Open the Application reporting dashboard to identify the apps with the highest request volume. For each top app, design the access flow before making changes:

  1. Decide if the default Approval Policy fits, or if the app needs a custom one (e.g. finance approval for paid SaaS, security review for sensitive tooling). If needed, create it first in Settings → Approval Policies → New policy.
  2. Open the app, go to the Roles tab, and create the Roles employees actually request (Editor, Admin, Viewer, or role-by-team segments).

For each Role, configure:

  • Name — typically the role inside the app (e.g. Editor, Admin, Read-only).
  • Audience — who can request this Role. Defaults to everyone; restrict by group when needed.
  • Approval Policy — select from the workspace list.
  • Form questions — toggle on Duration and Business reason when required. An empty form is fine when not needed.
  • Provisioning action — choose one of the following:
  • Manual app owner action — the app owner receives a task to grant access in the external system. Siit tracks the task on the request timeline.
  • Add to group — select the IdP group that grants the Role. Siit calls the IdP to add the user once approvers sign off.
  • Add to app instance — select the configured app instance to add the user directly. Available only on instances that expose a native add action.
  • Mixed (add to group + manual action) — combine an IdP group for what the IdP can grant, plus a manual task for what it cannot. Useful when the IdP covers role membership but a separate seat assignment still needs a human.
[SCREENSHOT: Role editor — four fields shown, provisioning action set to "Add to group"]

 

Save. The new Role appears in the access request flow. The Default role remains available unless you delete it.

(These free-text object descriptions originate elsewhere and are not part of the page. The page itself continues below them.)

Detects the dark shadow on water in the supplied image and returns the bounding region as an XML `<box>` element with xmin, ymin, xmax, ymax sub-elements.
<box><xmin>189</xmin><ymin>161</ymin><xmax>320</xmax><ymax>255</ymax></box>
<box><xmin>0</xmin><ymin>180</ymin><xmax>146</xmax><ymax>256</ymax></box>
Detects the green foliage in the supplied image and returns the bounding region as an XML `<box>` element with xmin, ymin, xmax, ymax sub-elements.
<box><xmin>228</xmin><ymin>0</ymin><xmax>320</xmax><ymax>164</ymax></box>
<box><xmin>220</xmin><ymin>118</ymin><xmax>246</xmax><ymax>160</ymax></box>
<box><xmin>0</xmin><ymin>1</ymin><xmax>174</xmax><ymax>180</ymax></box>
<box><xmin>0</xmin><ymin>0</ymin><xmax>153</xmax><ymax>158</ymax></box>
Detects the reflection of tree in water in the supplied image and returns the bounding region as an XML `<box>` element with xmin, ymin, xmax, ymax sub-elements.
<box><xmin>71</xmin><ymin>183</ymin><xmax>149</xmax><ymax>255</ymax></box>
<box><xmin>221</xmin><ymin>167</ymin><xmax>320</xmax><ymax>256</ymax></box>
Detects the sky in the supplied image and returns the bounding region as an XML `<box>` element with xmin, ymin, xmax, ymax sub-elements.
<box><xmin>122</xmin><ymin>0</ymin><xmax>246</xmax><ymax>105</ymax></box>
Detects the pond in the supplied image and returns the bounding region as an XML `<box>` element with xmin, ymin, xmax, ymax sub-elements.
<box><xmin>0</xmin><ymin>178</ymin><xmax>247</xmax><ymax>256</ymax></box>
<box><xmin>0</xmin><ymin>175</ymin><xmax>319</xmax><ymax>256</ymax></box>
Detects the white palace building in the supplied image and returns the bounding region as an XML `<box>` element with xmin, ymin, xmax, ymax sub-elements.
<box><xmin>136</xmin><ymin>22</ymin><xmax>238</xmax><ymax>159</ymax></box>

6 - Create additional Approval Policies as needed

As more apps come online with different governance needs, create new Approval Policies in Settings → Approval Policies → New policy and assign them to the relevant Roles. Reuse the same policy across every Role that shares the same governance requirements.

7 - Roll out to your remaining apps

For every app outside the top group, repeat step 5: create the Roles that match real access patterns, assign the right Approval Policy, and pick the provisioning method.

Run each app on manual provisioning for a week or two before switching to add-to-group, so the audience and IdP mapping are stable before automation takes over. The best-practice guide covers the recommended pacing in detail.

 

Verify your setup

Submit a test access request through one of your services. Pick an app and Role you configured, then confirm:

  • The Approval Policy fires the right approvers in the right order.
  • The form asks for the questions you toggled on (Duration, Business reason), and skips them otherwise.
  • The provisioning action runs correctly: manual task for manual Roles, IdP group change for add-to-group Roles, instance assignment for add-to-instance Roles.
  • The App Access appears in the app's activity feed with the full timeline, and in the Request list when filtered by App Access.